Solar Trade Association states that there is no need for choice between food production and solar farms
The Solar Trade Association will be writing to Environment Secretary Liz Truss today following her announcement that farmland should be used for ‘food and crops' and not solar farms . The Department for Environment, Food and Rural Affairs (Defra) has announced that farmers will no longer be allowed to claim agricultural subsidies for land dedicated to solar, but has failed to consider how solar and farming can actually go hand in hand.
The Solar Trade Association will offer to take the Environment Secretary on a visit to one of the country's many solar farms that also have sheep grazing on the land in between the solar arrays.
Commenting on the announcement, Leonie Greene, Head of External Affairs at the Solar Trade Association said:
"It is damaging and incorrect for Defra to suggest that solar farms are in conflict with food production. The Government's own planning guidance makes clear that farming practices should continue on solar farms on greenfield land. The industry, working with the National Farmers Union, has been very careful to define good practice to ensure continued agricultural production. Indeed detailed guidance on this is being discussed by the All Party Group for Beef and Lamb in the House of Commons today.
"The land is still available for farming – the solar fixings only take up 5% of the land.
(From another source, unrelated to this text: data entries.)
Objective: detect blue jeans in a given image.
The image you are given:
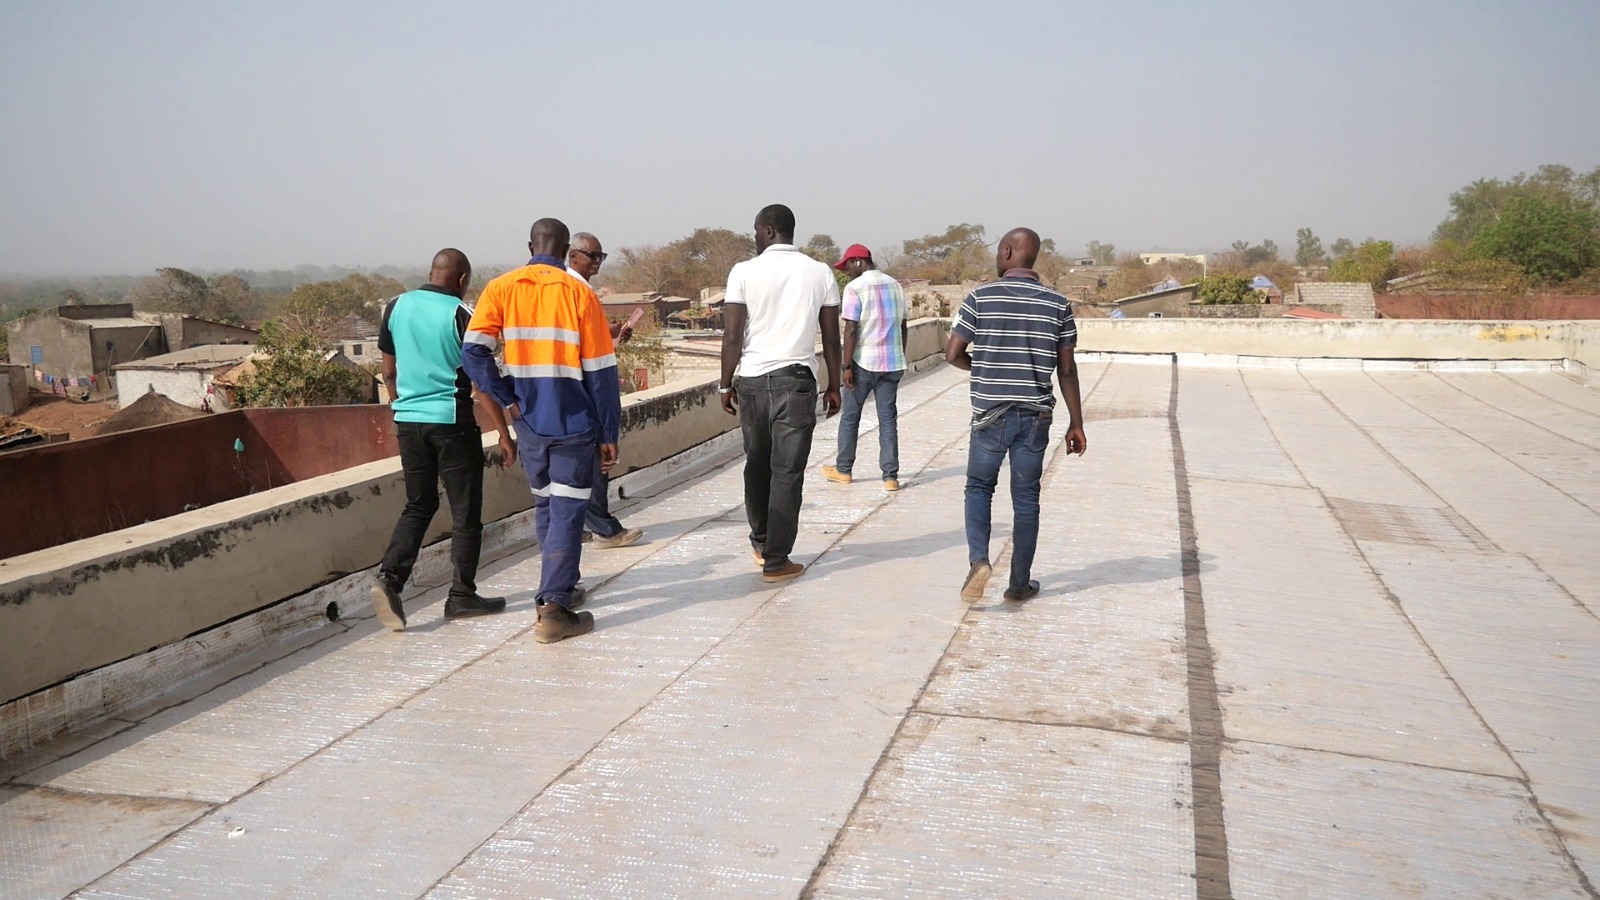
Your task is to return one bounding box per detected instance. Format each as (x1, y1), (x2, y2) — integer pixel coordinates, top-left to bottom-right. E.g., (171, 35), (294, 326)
(834, 367), (902, 480)
(585, 455), (624, 538)
(964, 408), (1051, 591)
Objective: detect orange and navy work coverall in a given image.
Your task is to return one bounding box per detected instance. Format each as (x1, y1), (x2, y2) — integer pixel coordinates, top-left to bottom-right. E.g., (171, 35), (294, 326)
(461, 261), (621, 447)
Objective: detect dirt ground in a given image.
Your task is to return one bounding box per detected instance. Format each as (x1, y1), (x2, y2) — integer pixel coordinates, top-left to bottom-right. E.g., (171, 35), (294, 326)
(5, 390), (119, 439)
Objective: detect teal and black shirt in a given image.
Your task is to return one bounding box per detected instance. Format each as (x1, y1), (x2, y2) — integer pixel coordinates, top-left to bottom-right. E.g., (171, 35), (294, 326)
(378, 285), (475, 426)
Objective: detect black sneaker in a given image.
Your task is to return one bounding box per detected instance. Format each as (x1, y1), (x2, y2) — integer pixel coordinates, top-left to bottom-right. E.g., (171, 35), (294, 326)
(444, 594), (507, 619)
(1003, 580), (1040, 602)
(371, 576), (406, 632)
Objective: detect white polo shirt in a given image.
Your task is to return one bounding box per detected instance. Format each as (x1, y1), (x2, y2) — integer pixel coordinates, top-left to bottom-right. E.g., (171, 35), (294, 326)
(725, 244), (841, 379)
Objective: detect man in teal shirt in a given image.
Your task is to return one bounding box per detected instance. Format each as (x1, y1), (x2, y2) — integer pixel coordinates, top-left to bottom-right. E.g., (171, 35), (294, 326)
(371, 248), (515, 631)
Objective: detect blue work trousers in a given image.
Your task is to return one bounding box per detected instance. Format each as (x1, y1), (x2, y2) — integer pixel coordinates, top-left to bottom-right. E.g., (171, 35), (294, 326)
(516, 421), (597, 609)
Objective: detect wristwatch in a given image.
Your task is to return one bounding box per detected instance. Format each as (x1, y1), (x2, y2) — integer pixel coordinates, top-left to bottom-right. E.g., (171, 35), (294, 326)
(717, 385), (734, 395)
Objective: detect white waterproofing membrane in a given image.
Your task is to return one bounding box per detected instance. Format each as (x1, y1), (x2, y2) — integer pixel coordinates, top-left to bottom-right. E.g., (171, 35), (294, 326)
(2, 360), (1597, 899)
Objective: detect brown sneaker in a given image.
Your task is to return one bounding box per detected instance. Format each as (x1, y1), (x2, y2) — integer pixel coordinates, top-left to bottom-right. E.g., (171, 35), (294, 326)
(370, 577), (406, 632)
(535, 601), (594, 643)
(762, 561), (805, 583)
(960, 561), (991, 601)
(593, 527), (643, 549)
(883, 478), (900, 492)
(821, 464), (852, 485)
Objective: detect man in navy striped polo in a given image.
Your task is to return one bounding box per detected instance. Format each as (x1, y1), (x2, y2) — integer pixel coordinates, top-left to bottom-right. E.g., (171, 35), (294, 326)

This means plenty of room for continued agricultural practices such as sheep, geese or chicken farming. As far as farm payments are concerned, solar should really be treated in the same way as orchards or fields with trees, where animals continue to graze the land in between.
"Solar farms have an important role to play in conserving our countryside. Not only can solar power save huge amounts of greenhouse gases, but solar farms can provide protected spaces for boosting biodiversity, such as wildflowers and bees, as well as providing greater income stability for farmers who face increasing weather risk due to climate change. We urge Defra to champion best practice in the solar industry for the benefit of British farmers, our climate and our countryside."
The Government's own planning guidance on renewable energy from July 2013  states that solar farms on greenfield land should allow for "continued agricultural use and/or encourage biodiversity improvements".
The Solar Trade Association defined good practice in solar farms nearly 18 months ago with its '10 Commitments'  which state that solar companies will focus on low quality or non-agricultural land, and avoid the best land that is generally used for growing crops. The commitments also state that developers will always look to combine their solar farms with food production and boost the biodiversity of the land.
Just last month the National Solar Centre, together with the National Farmers' Union and a number of leading solar developers, published new guidance  on how to combine solar farms with the grazing of sheep, the rearing of chickens or geese or indeed the growing of vegetables or other crops.
The document was formally launched  on a solar farm near Axminster in Devon which combines sheep and solar and is the subject of an event in the House of Commons later today.